Impact of imposter syndrome

Imposter syndrome can have negative effects on a person. Thus, the risks of people suffering from impostor syndrome are presented below:

1. Imposter syndrome can hinder career advancement.

People with imposter syndrome are hesitant to consider applying for their desired position out of fear that they are not fit enough for the job.

2. Impostor syndrome interferes with the manifestation of leadership qualities.

Impostor syndrome is common among otlichniki – they do not spare themselves and are the strictest critics for themselves. Consequently, it affects their leadership development as they try to go with the flow for fear of being exposed as “cheaters”.

3. Impostor syndrome instills insecurity.

People suffering from impostor syndrome downplay their achievements. This instills a lack of confidence in their own abilities and reinforces the belief that their accomplishments are the result of fortunate coincidence.

Techniques for dealing with imposter syndrome

Below are ways to deal with imposter syndrome:

1. Accept uncertainty.

Avoid “what-if” situations and focus only on the present.

2. Stop striving for perfection.

Perfectionism and striving to be perfect causes unnecessary stress and anxiety. Recognise that nothing and no one is perfect and that problems will inevitably arise.

3. Accept help from others.

Chances are good that the people around you also feel like impostors. Seek help, discuss your feelings with your loved ones, and realize that you are not the only person with these feelings.

4. Listen to and accept compliments.

Don’t get hung up on negative feedback, accept positive feedback and compliments from others.

5. Don’t associate success with luck.

Attributing success to chance has a negative impact on your capabilities and approach to life. Recognise your success and take responsibility for your achievements. To track your results use time tracking and billing software

6. Believe that you are unique.

Don’t compare yourself to others, respect your choices and understand that you are just you.

Imposter syndrome cannot be completely eliminated, but there are ways to minimize the feeling.

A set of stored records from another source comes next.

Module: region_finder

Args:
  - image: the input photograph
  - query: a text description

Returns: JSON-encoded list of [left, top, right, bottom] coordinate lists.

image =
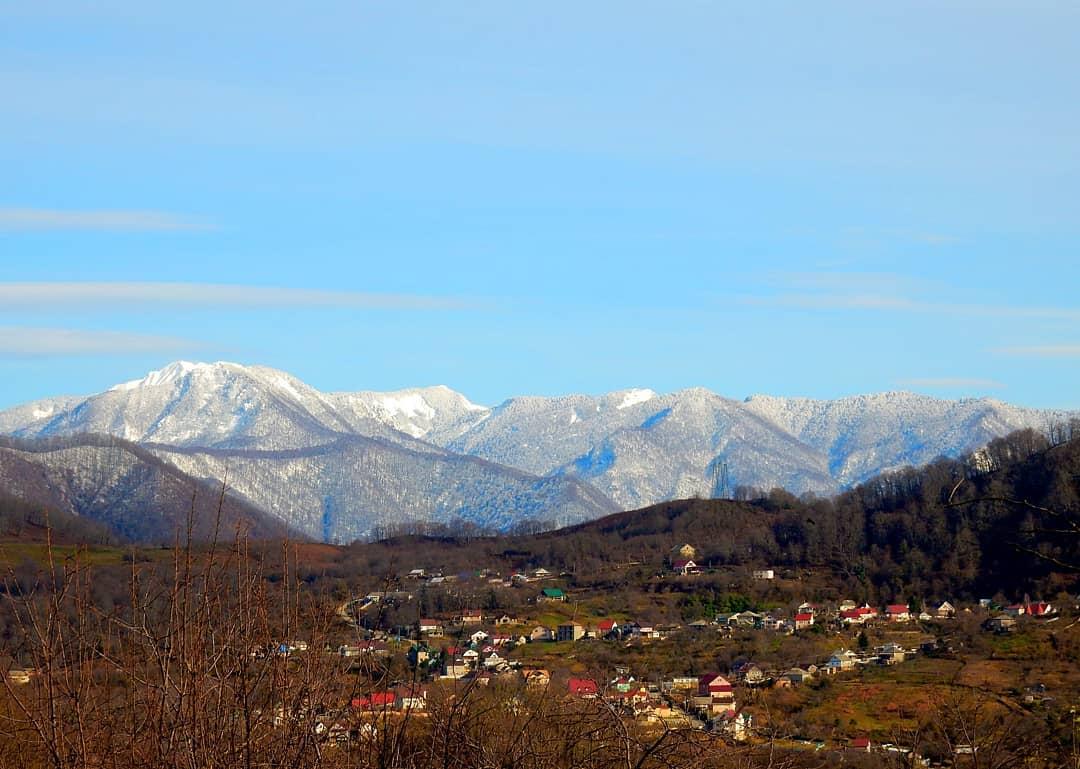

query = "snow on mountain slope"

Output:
[[450, 388, 837, 508], [6, 361, 423, 449], [745, 392, 1076, 486], [0, 362, 1076, 536], [327, 385, 490, 445], [153, 436, 617, 542]]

Examples of imposter syndrome

Below are examples of the feelings and reactions of people with impostor syndrome:

  • Georgy, 18, graduated from high school with honors and enrolled at MSU. Georgy is frightened and convinced that the admissions committee at MSU made a mistake and that he does not deserve to be admitted to the prestigious university.
  • Alexandra, one of the leading specialists in corporate finance and often attends conferences and seminars held around the world. Recently Alexandra attended a major conference. During her acquaintance Alexandra noticed other successful specialists. Despite the fact that she is a well-known specialist in her field, she feels out of place and believes that others may call her a fraud. You can visit this site to know about Ask Reader.
  • Mikhail recently landed a job as an analyst at a financial services company. Over the past few months, Mikhail has received favorable feedback from executive partners and the CEO. In fact, Mikhail recently received a bonus for helping to lead a cross-border M&A transaction. When colleagues ask him about his success at the company, Mikhail attributes it to a lucky set of circumstances.